From past years applications it looks like decisions go out early March or late February. Good luck!


----------



## BuddernScotch (Dec 16, 2018)

WriterK90 said:


> To destress, I'm going to nerd out over the winter break and play D&D for the first time. (My bf converted me lol) Ironically all of my friends who love that game, love some form of writing. It looks really fun. Good luck on your applications!!!
> 
> For some reason, hearing that it's begun made me nervous. I'm just glad it's all out of my hands now and crossing my fingers that I'll get in somewhere.



Interesting! I play a lot of games, video games though, but I've also noticed that a lot of my online friends are writers and/or artists. Something about games is very connected to storytelling. Especially D & D, there's so much creative energy that goes into it!



Septopus7 said:


> Hey, another third time applicant, look at that! Glad to see more foolish optimists around here!
> 
> I DEFINITELY feel like a foolish optimist
> 
> ...


----------



## Eddy (Feb 1, 2019)

Anybody care to share what they wrote for the portfolio part of the application?


----------



## Chris W (Feb 1, 2019)

Eddy said:


> Anybody care to share what they wrote for the portfolio part of the application?

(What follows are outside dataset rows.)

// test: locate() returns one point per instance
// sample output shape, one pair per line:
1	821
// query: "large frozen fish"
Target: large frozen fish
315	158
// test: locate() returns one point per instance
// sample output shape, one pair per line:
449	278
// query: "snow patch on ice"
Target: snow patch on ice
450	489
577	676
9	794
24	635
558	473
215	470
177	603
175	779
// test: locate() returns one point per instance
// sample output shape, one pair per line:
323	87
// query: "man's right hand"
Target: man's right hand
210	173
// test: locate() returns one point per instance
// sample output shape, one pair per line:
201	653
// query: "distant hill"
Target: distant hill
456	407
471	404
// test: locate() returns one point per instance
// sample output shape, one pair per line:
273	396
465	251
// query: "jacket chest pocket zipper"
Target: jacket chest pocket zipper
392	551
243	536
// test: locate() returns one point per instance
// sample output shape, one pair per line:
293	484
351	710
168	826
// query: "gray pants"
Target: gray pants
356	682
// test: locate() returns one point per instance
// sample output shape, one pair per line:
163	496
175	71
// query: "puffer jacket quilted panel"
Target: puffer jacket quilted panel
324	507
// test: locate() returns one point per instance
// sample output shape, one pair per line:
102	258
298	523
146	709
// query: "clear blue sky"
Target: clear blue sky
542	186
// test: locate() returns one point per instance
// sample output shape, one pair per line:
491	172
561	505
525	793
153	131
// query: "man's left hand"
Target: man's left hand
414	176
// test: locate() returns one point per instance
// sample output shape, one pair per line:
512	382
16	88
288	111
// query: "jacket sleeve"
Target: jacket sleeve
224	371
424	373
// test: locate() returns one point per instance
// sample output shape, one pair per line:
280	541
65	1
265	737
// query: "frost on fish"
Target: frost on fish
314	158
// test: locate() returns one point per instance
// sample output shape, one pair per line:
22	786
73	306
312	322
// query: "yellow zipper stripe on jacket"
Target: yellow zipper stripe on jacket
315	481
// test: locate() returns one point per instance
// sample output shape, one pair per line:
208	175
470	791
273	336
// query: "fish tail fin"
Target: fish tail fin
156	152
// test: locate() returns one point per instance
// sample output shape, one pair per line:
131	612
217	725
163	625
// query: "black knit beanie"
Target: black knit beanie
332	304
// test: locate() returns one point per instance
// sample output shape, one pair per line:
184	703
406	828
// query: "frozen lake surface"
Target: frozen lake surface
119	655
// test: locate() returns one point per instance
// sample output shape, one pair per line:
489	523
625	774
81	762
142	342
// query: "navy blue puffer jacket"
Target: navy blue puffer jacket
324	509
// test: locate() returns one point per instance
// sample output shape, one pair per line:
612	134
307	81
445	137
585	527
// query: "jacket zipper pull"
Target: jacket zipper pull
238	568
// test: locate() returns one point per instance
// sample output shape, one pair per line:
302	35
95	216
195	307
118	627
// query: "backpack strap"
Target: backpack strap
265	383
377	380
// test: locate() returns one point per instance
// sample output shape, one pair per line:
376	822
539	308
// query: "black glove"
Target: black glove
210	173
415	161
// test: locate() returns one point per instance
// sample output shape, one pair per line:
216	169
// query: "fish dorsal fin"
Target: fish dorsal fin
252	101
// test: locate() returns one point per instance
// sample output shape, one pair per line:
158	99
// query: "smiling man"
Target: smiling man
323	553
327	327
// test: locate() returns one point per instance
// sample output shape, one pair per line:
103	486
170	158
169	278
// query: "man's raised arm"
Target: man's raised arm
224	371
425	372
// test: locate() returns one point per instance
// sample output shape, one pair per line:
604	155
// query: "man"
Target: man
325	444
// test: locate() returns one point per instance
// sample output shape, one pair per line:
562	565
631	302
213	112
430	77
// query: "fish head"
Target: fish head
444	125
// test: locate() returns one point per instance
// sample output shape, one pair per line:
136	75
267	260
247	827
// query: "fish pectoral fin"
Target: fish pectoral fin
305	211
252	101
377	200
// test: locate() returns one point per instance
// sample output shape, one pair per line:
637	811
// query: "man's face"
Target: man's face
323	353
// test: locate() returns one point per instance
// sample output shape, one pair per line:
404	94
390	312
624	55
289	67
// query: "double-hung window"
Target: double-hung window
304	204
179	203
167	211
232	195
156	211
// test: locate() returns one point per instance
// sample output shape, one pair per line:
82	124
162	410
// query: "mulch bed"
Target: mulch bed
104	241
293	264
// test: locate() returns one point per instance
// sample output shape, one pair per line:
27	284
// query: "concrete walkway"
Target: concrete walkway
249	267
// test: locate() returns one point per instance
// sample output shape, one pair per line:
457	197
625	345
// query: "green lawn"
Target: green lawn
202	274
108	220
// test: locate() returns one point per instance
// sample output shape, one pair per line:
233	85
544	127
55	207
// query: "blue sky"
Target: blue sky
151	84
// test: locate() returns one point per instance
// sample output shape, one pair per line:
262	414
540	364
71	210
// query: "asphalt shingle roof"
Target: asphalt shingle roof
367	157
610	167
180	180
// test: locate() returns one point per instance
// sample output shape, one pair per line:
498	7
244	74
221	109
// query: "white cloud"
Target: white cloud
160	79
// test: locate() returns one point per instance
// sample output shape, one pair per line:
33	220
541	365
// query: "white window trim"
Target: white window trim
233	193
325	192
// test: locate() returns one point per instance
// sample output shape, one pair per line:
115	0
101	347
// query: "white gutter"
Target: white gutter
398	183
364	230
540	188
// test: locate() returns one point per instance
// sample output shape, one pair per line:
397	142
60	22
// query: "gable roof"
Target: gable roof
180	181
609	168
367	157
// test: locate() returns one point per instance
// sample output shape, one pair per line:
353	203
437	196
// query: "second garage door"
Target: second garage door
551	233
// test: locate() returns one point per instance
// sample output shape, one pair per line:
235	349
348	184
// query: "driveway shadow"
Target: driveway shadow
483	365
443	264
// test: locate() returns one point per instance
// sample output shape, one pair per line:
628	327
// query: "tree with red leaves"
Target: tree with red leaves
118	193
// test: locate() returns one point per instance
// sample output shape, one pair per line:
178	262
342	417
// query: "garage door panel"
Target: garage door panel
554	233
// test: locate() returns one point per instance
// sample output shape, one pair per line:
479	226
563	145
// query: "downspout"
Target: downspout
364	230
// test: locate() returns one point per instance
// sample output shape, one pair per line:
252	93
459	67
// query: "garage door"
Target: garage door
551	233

If people people post what they wrote into the "Application Materials" section of their Applications then only site members can view it and not The Google if people are worried about that.





See the sample application for the example here:

Interview Scheduled - SAMPLE MFA Application 2019


----------



## Apeach (Feb 1, 2019)

BuddernScotch said:


> Hello fellow USC screenwriting hopefuls!
> 
> So the time is upon us again. I've just spoken to the Cinematic Arts dept. today and apparently applications were sent out for review yesterday - so... yeah. It's begun.
> 
> ...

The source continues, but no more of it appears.